La luna alteraba la línea recta imaginaria formada por las farolas de la
calle. Le faltaban tres dedos para estar completamente
alineada. Pensé que sería otra noche de insomnio fumando en la ventana y
dialogando con el silencio. No fue así, por fin mis párpados cedían y caían
rendidos. Me acomodé con regocijo sobre las sábanas revueltas consiguiendo que el cerebro se
desconectara. Sentí entre sueños la dulce caricia de la almohada sobre el rostro.
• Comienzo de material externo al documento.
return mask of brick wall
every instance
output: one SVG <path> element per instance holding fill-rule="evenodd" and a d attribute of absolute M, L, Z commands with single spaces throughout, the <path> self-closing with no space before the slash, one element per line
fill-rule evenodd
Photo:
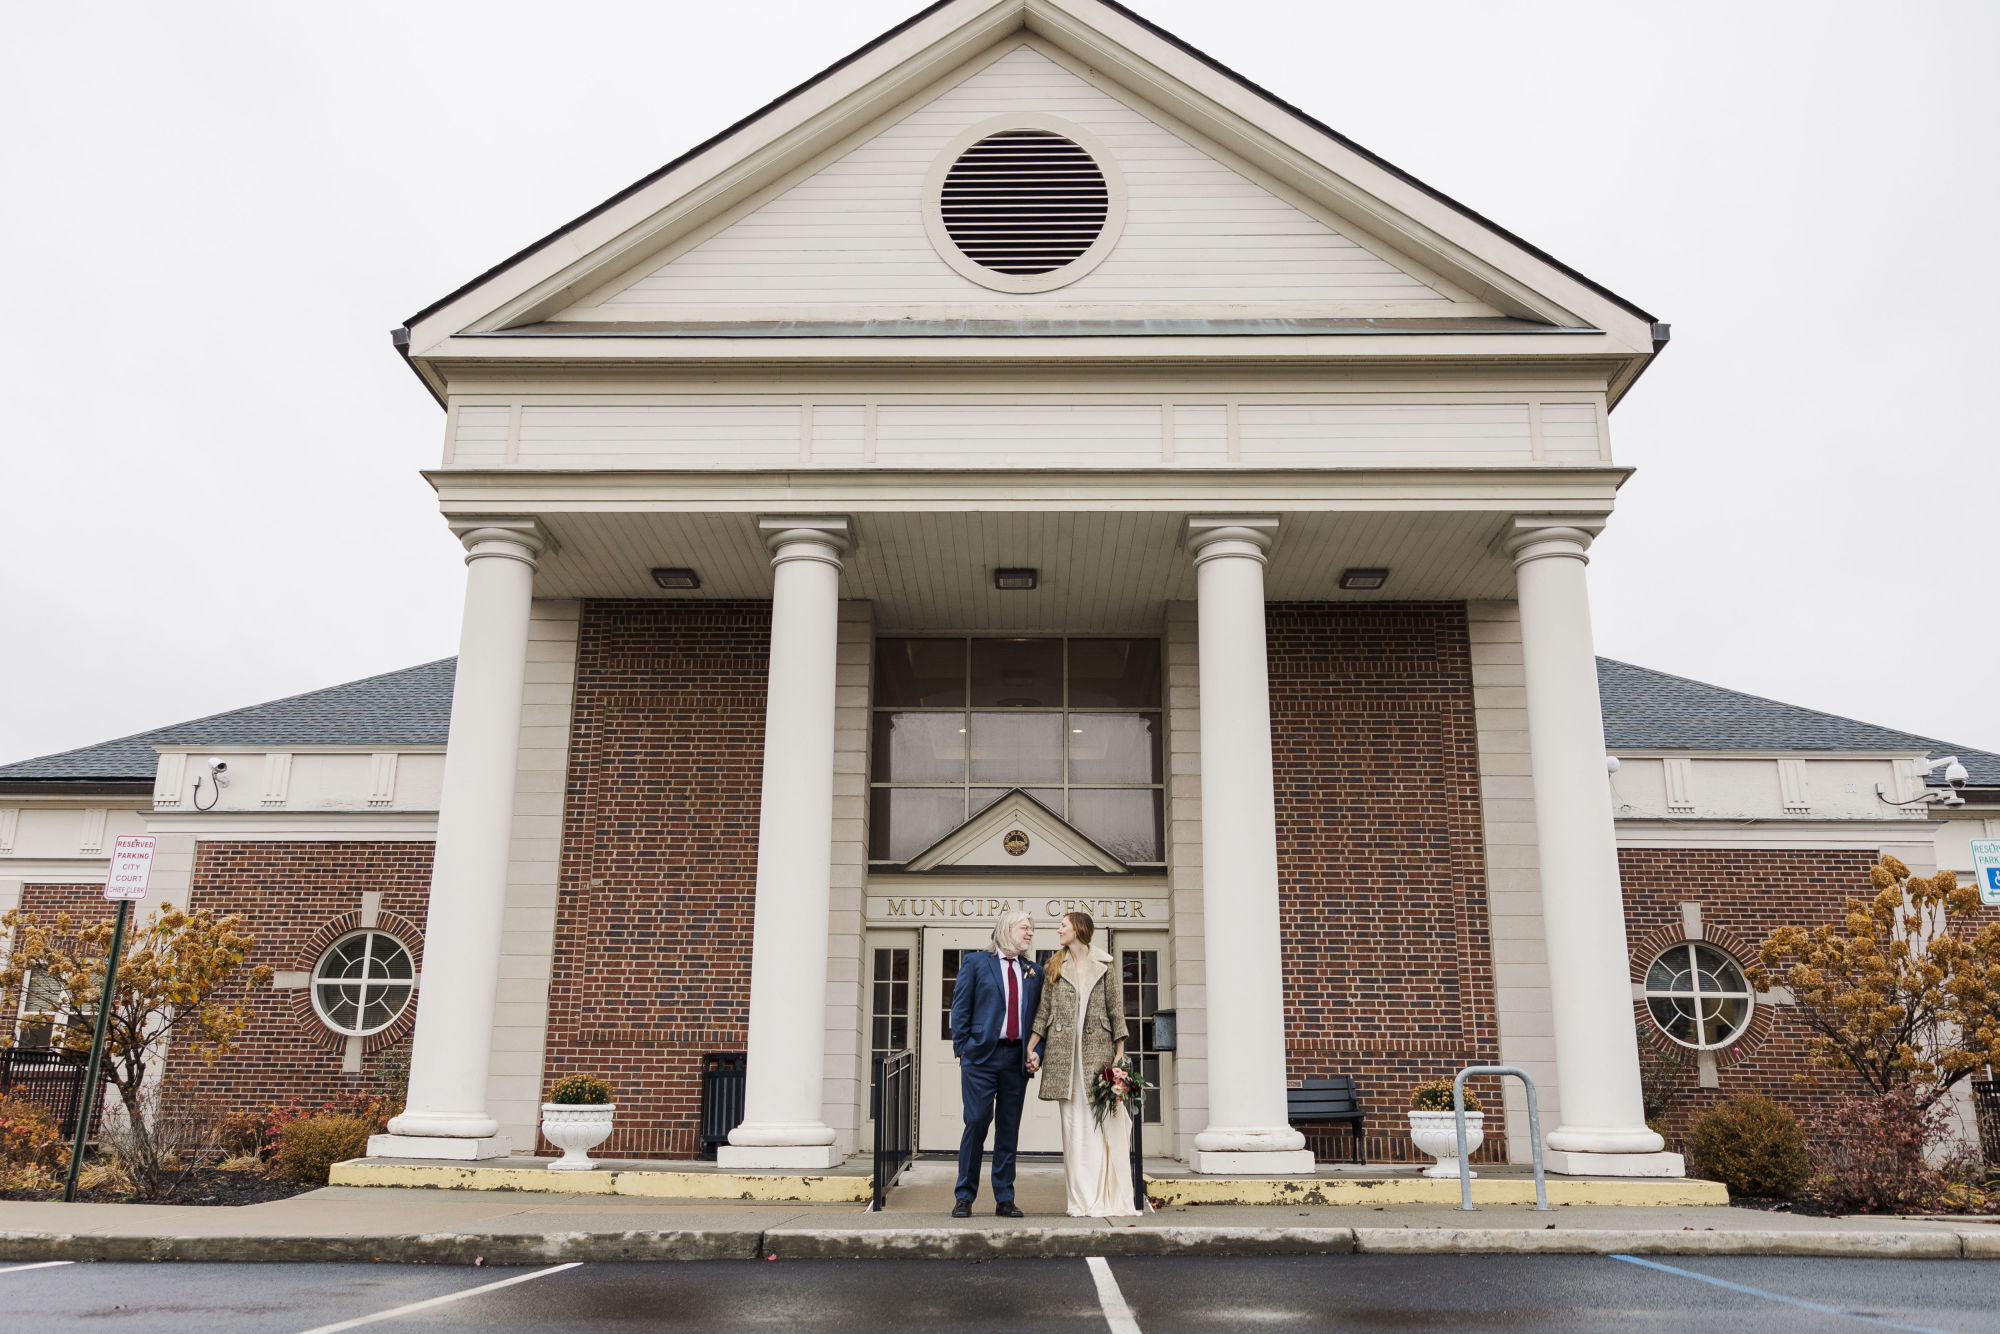
<path fill-rule="evenodd" d="M 307 972 L 335 939 L 361 924 L 364 893 L 380 894 L 380 924 L 411 946 L 419 963 L 421 928 L 430 893 L 429 843 L 200 843 L 190 906 L 239 913 L 256 940 L 249 965 Z M 136 927 L 158 909 L 134 905 Z M 44 921 L 59 912 L 109 917 L 115 908 L 98 885 L 26 885 L 21 907 Z M 249 966 L 246 965 L 246 966 Z M 234 1052 L 203 1061 L 189 1048 L 170 1049 L 167 1078 L 178 1091 L 222 1104 L 258 1108 L 298 1099 L 323 1102 L 372 1087 L 373 1062 L 343 1070 L 346 1039 L 311 1013 L 303 988 L 232 986 L 217 999 L 249 1010 Z M 9 1013 L 18 1002 L 10 997 Z M 365 1044 L 372 1053 L 407 1035 L 409 1015 Z"/>
<path fill-rule="evenodd" d="M 583 604 L 544 1071 L 611 1081 L 612 1156 L 693 1156 L 744 1049 L 769 648 L 766 602 Z"/>
<path fill-rule="evenodd" d="M 1355 1076 L 1370 1161 L 1417 1160 L 1410 1086 L 1499 1056 L 1465 608 L 1274 603 L 1266 626 L 1289 1074 Z"/>
<path fill-rule="evenodd" d="M 1672 941 L 1686 938 L 1683 903 L 1699 903 L 1704 938 L 1748 968 L 1756 961 L 1757 947 L 1775 928 L 1837 921 L 1847 899 L 1873 897 L 1868 868 L 1875 860 L 1872 853 L 1854 850 L 1620 849 L 1632 979 L 1643 981 L 1655 955 Z M 1667 1040 L 1650 1019 L 1639 1020 L 1639 1033 L 1642 1049 L 1687 1052 Z M 1805 1116 L 1838 1093 L 1861 1091 L 1859 1081 L 1847 1075 L 1828 1073 L 1801 1082 L 1797 1077 L 1807 1070 L 1805 1037 L 1804 1026 L 1789 1006 L 1758 997 L 1750 1030 L 1717 1053 L 1720 1087 L 1699 1087 L 1692 1052 L 1687 1053 L 1686 1069 L 1668 1076 L 1675 1090 L 1666 1117 L 1670 1134 L 1685 1134 L 1694 1117 L 1739 1094 L 1761 1093 Z"/>
<path fill-rule="evenodd" d="M 256 946 L 250 963 L 306 972 L 326 947 L 360 926 L 362 895 L 380 894 L 377 925 L 412 946 L 421 968 L 421 931 L 430 897 L 428 842 L 199 843 L 189 906 L 240 913 Z M 168 1058 L 180 1090 L 229 1108 L 298 1099 L 324 1102 L 373 1087 L 376 1053 L 407 1036 L 414 1010 L 365 1042 L 358 1070 L 343 1070 L 347 1040 L 312 1014 L 303 988 L 233 987 L 218 997 L 244 1004 L 250 1022 L 236 1051 L 208 1064 L 186 1050 Z"/>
Al principio, me relajó su tacto suave y mullido. De repente, noté cómo la dulce
caricia se había convertido en una fuerza extraña que me imposibilitaba
respirar. No podía gritar, mis llamadas de auxilio se ahogaban entre las plumas
de la almohada. Alguien oprimía el cojín contra mi cara. Un sonido seco y
apagado relajó mis músculos, destrozándome la garganta. El sabor a metal y el olor
a pólvora me sumieron, ahora sí, en un profundo y definitivo sueño. Las plumas
volaban a mi alrededor y caían lentas sobre la cama. El humo del disparo se
desvanecía como las nubes que intentaban ocultar la luna. Antes de que el sueño
eterno se apoderase de mí, disparé sin una diana a la que apuntar y sentí sobre las piernas el peso de un cuerpo que se desplomaba. No pude evitar
mi muerte y sólo conseguí el pasaporte al infierno.